We watched them from thousands of miles away as they did a tour with Disney Cruises, and later, after Covid struck, when they were at home in Bariloche in the beautiful, snowy mountains of Argentina.  



They announced earlier this year they were coming to Florida with Celebrity Cruises, doing the mandatory quarantines and reassignments off the Florida coast. They were booked on the Celebrity Millennium, headed to Alaska. That’s when our deep seated wanderlust decided to flare up yet once again.

Ilse on the tender "Little Norway" approaching the S/S Norway, St. Thomas, USVI, 1992


An Alaska cruise had always been on our to do list, at least until 2014 when our desire to cruise was prematurely extinguished. I began to study the Millennium. She appears to be an older, medium size ship at around two thousand passengers. She’s perfect for us. No way are we getting on a ship that engorges – and disgorges – five thousand passengers at a time. We decided to pursue the possibility of cruising Alaska, one of our two bucket list cruises - the other is a full transit of the Panama Canal - perhaps in a year or two after the world has stabilized enough to get back on a boat. Covid restrictions and precautions are absolutely paramount to us, we have absolutely no desire to contract the disease. Period.

We were curious about the Millennium's itinerary and when the winter schedule announced the ship was being re-positioned for eastern Caribbean cruises, we decided to finally treat ourselves to a long overdue cruise. We carefully selected a ten-day cruise with lots of open ocean time and several ports we haven't yet visited. 

We also researched Celebrity Cruise Lines and we liked what we found. While many of the changes we’ve come to dislike or avoid are now industry wide standards, Celebrity appears to offer more of our style and relaxation for a more inclusive, higher but still reasonable cost. The extra cost drink packages – and especially WiFi packages, can still blow an unsuspecting cruiser’s budget out of the water, so to speak, but the regular fare, passage services and amenities seem far more in line with what remember from past cruises.


George at Ocho Rios, Jamaica, M/S Seaward, 1993


We have long avoided the “Private Island” beach day where you eat hotdogs and get sand in your bathing suit. We got off the ship for the beach picnic on our very first cruise way back when, but we have no need to compete with the multitudes who stampede ashore for a day of fun and sun. Those stops are a great day to do on-board stuff as the ship is practically empty. No problem, the Millennium doesn’t have a stop scheduled for the subsidized alternative to a real port of call. Our first stop will still be in the Bahamas, but in Nassau. We don't need to disembark in Nassau. Been there, done that, got the straw hat. 

In San Juan, Puerto Rico, M/S Star Princess, 2004

Then we head to old San Juan where we will get to do want we want, COVID restrictions not withstanding. We simply ran out of time during our first visit there and decided to come back someday. Believe me, that’s so much better than wondering what to do after being ashore for an hour amid the jewelry and perfume shops that define the boundary of your security. Been there and done that, too.

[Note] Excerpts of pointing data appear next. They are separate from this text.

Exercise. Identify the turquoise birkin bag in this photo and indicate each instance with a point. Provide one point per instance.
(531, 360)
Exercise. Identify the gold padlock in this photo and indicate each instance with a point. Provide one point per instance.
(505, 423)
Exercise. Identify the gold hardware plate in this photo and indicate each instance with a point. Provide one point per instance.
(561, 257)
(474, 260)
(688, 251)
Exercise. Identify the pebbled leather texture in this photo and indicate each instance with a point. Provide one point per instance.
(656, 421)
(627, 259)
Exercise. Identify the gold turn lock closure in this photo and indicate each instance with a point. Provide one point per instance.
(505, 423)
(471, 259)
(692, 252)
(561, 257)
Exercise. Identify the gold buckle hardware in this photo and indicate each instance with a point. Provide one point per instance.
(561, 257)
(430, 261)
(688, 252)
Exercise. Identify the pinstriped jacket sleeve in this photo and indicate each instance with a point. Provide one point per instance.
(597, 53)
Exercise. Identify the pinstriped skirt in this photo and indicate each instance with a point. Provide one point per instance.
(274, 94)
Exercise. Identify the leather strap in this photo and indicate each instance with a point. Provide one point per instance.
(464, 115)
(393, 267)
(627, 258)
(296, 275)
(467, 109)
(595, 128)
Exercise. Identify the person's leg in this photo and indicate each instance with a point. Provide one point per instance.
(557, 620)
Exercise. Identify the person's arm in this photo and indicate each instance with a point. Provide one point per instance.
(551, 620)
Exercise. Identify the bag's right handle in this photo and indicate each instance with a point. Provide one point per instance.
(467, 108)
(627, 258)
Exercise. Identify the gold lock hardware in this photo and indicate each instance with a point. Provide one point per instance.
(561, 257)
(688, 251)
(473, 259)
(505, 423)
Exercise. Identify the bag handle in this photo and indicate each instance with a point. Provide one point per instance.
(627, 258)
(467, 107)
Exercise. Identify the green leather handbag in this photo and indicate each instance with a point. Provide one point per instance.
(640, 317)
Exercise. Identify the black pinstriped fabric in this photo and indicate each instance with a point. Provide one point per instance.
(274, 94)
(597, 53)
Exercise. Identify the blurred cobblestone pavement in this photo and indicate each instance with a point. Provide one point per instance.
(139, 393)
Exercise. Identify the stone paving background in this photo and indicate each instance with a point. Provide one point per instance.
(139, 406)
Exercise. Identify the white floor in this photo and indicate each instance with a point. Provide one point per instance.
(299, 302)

Beach Day in Eluthera, M/S Crown Princess, 2012

So we get to cruise and occasionally watch the flying fish while we sit on our balcony and wonder about the phenomenal colors of the deep ocean. In the evening we get to listen to two talented entertainers who are going to wonder about the two enthusiastic, old people sitting in the back, clapping and smiling, and think, “Do we know those people?”


Ilse with the M/S Norwegian Sky, Nassau, 2014 


We'll get the chance to tell them in person they were the spark that got us back doing what we love.